In the field of physics, it is high-energy particle physics that is commonly
associated with top high-performance computing. CERN and LHC are one of the
staple marks of this branch. But high performance is needed in other areas as
well and is not limited to supercomputers only. The older brother of particle
physics, nuclear physics, takes advantage of recent developments as well. If we
take a look at state-of-the-art computers of the mid 90's today's laptops have
similar computational performance. What needed a whole cluster of computers 30
years ago, now can be achieved with a single cheap machine. This, along with the
development of detectors, detector setups and acquisition systems, allows for
planning larger experiments, while keeping the similar size of scientific groups
counting from a few persons up to tens. But there is a catch here: the
programming of the HPC machines is and was performed by whole devoted teams. In
the nuclear physics field, often the whole data analysis is done by a single
scientist or a very small group. Nevertheless, the needs are similar, including,
first of all, a programming language capable of fast data processing to analyze
relatively large volumes of data. On the other hand, another set of tools is
needed for the data analysis, including common operations like plotting,
histogramming, fitting, or data manipulation.
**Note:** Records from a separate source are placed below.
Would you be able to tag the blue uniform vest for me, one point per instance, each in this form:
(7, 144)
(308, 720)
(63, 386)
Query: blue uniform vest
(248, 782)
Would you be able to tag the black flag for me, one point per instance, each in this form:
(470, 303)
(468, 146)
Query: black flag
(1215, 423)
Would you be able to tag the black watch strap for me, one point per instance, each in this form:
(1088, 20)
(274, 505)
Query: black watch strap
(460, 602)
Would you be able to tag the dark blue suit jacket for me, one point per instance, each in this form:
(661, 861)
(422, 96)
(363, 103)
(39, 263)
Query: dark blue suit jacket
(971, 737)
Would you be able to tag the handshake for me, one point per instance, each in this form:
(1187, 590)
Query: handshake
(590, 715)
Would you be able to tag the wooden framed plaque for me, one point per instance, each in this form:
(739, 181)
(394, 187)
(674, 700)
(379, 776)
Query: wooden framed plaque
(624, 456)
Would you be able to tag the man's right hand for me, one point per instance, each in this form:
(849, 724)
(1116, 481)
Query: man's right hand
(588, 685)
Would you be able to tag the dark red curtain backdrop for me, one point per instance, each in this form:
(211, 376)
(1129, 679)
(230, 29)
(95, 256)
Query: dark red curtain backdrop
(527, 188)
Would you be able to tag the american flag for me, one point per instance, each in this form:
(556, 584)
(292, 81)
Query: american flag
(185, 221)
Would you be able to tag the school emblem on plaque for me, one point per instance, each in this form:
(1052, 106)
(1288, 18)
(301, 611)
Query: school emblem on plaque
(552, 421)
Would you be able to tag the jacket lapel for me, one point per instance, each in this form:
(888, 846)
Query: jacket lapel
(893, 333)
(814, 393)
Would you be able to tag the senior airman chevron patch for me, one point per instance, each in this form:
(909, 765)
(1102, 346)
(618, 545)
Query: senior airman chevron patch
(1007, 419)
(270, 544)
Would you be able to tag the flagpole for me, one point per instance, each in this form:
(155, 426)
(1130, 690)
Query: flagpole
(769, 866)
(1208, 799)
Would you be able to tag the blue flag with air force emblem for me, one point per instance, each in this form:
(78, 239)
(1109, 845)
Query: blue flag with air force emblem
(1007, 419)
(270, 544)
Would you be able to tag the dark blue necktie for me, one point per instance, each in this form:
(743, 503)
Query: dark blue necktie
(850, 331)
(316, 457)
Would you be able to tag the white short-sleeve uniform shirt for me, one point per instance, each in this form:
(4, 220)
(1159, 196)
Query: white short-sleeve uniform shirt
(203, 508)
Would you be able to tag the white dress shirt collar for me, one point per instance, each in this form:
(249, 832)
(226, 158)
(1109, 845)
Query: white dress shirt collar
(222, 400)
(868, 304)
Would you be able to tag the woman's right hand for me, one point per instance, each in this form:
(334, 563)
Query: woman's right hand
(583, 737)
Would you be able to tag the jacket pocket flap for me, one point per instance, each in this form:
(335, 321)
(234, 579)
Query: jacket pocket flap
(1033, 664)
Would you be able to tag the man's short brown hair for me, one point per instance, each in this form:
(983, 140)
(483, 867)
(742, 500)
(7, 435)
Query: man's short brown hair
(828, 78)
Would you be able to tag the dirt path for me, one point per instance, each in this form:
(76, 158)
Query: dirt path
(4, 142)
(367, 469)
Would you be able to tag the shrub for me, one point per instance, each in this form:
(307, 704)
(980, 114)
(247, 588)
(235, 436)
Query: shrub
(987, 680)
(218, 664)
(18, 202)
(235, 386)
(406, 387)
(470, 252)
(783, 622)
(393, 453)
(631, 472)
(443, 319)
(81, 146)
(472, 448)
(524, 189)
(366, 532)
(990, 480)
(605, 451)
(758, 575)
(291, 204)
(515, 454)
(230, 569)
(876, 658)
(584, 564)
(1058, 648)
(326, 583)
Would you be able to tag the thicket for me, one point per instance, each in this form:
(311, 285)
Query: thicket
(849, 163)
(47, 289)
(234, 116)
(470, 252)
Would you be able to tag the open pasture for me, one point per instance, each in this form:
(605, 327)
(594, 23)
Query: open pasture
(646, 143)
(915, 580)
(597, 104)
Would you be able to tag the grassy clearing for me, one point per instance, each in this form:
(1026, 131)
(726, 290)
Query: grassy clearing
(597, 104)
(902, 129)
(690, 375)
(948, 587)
And this is very often,
accomplished in an exploratory data analysis approach, where the final method or
expected results are not clearly stated. The typical way to achieve that is to
use two languages, one for efficient data processing (C/C++), and preliminary
analysis, and the second for convenient, dynamic analysis and visualization
(Python or specialized programs).
Julia ideally fits into this scheme with its high performance, while keeping
dynamic and simplicity, effectively removing the need to master two languages. In a
one-person analysis scenario, this is especially welcome. An important feature,
needed to unlock the full potential of the modern, multi-core machines, and
accomplish efficient data processing, are easily accessible multi-processing
capabilities present in Julia. The whole analysis code can be consistently
written in one language, from the raw file interpretation to the publication
figures, which makes it easy to maintain, reuse and train new members of the
group.
I'm a professor at the University of Warsaw, Poland, working in the field of
experimental nuclear physics. Since 2020 Julia has been my main programming
tool, I use it for all kinds of work, from simple calculations, through the
preparation of figures, communication with laboratory equipment and detectors,
to analysis of relatively large datasets.